(Reuters) -The U.S. Food and Drug Administration on Monday authorized updated COVID-19 vaccines that closely match the widely circulating Omicron variants, allowing the deployment of the shots to start this month.
The agency approved the shots, which target the XBB.1.5 subvariant, from manufacturers Pfizer and its German partner BioNTech SE, and Moderna, for emergency use.
Moderna said the updated vaccines were expected to be available in the coming days.
A third shot, made by rival vaccine maker Novavax, is still under review by the FDA, according to the company. Novavax’s shares were down 6.7% in afternoon trading.
The FDA authorization comes after a late summer rise in cases, at a time the new EG.5 subvariant of Omicron — nicknamed “Eris” — has begun to rapidly spread in the United States and in other parts of the world.
The U.S. Centers for Disease Control and Prevention (CDC) advisers are due to meet on Sept. 12 to recommend who should receive the shot.
An endorsement by CDC director Mandy Cohen, expected shortly, should clear the way for the new shots.
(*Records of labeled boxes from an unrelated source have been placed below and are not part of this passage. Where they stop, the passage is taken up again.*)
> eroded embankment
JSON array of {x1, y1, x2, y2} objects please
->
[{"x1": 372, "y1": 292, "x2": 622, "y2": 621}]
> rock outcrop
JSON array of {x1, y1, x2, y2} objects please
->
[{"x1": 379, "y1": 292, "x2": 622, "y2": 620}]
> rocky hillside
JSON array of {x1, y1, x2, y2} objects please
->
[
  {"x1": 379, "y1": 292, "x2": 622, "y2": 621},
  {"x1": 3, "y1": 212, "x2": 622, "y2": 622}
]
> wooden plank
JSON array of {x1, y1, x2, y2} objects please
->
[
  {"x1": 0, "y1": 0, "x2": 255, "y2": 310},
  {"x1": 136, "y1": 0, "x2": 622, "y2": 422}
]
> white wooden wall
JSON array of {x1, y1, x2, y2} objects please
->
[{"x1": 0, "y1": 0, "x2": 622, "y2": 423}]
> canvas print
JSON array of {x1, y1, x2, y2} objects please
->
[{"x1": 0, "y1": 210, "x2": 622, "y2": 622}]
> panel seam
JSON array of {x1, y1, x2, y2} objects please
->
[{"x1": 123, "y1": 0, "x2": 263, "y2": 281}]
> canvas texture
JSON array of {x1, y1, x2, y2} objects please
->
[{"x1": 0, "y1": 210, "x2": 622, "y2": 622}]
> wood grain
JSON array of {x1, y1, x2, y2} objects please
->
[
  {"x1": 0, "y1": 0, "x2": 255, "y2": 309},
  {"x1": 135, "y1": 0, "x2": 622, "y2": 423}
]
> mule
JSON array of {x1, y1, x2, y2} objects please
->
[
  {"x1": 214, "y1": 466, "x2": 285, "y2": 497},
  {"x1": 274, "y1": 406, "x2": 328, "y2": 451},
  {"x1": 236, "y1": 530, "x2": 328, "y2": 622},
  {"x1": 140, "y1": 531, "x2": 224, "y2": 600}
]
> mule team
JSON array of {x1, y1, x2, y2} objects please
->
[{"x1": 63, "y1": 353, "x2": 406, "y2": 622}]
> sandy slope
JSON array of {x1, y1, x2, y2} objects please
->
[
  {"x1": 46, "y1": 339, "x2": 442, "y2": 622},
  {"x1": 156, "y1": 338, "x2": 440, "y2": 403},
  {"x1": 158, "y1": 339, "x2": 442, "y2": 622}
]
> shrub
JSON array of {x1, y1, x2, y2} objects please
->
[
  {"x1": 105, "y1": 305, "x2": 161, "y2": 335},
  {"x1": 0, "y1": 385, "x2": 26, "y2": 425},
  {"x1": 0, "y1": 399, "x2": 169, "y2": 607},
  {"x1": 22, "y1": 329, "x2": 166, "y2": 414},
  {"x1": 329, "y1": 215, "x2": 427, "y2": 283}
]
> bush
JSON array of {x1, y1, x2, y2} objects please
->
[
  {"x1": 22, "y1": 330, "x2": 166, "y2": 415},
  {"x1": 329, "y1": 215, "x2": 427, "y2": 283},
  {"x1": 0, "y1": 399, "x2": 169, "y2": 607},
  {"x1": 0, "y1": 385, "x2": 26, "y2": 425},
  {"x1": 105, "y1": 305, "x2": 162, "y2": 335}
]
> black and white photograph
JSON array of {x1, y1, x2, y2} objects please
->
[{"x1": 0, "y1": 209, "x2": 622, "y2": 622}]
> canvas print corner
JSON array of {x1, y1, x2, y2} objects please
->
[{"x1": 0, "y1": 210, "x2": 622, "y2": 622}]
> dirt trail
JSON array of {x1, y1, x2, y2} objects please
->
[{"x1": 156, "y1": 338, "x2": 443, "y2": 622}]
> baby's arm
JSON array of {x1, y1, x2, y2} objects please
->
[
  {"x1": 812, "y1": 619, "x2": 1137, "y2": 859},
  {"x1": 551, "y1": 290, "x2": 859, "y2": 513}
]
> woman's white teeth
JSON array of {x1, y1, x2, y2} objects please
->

Cohen has said she expects the shots to roll out in September.
The COVID public health emergency ended in May and the government has handed over the responsibility of vaccinations to the private sector, following which the demand for the vaccine has dropped sharply.
COVID vaccines will still be free for most Americans with health insurance coverage.
The CDC and the country’s government have also launched a “bridge program” to help those without cover to get the shots for free through local health providers and pharmacies.